The term earthworm is used to refer to any of the larger species included in 16 families under the subclass of animals known as Oligochaeta. The smaller species in the same subclass are generally referred to simply as worms or as microdriles, whereas earthworms are classified as megadriles. Earthworms are also known by several colloquial names, such as night crawlers, dew worms, rain worms and angleworms.
All life benefits from earthworms in one way or another. Some of those benefits are as follows:
- Earthworms aerate the soil, keeping it soft, lush and with adequate drainage. Golf courses add worms to the soil to provide for an optimal playing surface.

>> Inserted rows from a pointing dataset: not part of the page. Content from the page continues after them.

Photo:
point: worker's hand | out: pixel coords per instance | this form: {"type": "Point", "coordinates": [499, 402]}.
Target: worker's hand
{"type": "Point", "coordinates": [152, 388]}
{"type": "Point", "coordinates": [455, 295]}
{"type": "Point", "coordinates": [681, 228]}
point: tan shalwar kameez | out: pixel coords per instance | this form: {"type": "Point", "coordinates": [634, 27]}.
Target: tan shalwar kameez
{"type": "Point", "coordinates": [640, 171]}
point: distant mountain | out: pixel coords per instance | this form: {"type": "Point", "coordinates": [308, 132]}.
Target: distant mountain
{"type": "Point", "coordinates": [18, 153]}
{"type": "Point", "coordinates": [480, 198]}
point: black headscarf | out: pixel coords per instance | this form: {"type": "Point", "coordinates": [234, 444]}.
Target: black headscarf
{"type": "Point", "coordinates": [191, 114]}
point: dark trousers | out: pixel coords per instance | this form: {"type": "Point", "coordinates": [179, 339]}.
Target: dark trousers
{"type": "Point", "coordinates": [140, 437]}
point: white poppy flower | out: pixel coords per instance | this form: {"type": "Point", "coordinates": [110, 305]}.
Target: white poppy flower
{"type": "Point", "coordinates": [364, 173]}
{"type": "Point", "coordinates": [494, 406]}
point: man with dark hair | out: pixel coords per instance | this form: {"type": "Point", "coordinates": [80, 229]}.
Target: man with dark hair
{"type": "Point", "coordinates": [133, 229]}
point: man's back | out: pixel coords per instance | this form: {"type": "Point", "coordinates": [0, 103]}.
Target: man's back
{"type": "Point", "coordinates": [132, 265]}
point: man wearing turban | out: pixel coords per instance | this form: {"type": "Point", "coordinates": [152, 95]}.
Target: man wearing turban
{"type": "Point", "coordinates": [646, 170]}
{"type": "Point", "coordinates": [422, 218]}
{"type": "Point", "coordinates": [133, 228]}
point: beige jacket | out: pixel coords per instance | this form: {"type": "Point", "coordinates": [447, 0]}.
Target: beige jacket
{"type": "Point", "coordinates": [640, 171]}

- Earthworms distribute nutrients throughout the soil, making the nutrient content of deeper soil homogenous with the soil near the surface. Studies show that soil rich in earthworm excretions, or casts, have five times more nitrogen and seven times more phosphates than soil without casts. In one year, a single earthworm may produce as much as 10 pounds of casts.
- Earthworms not only distribute nutrients, but they help nutrients to form by aiding in the decomposition process. The faster plant material decomposes, the faster the nutrients get into the soil.
The Earthworm Market
Earthworms are big business in the gardening and organic farming industries. Many species are used in composting and in soil preparation. Earthworms are also farmed and bred for use as fishing bait. Some earthworm species are so desirable that a market has sprung up for earthworms that are only used for breeding purposes. In addition, earthworms are used in many types of animal feed to increase protein content. Many earthworms are shipped out of Canada, but they are also farmed in the United States and around the world.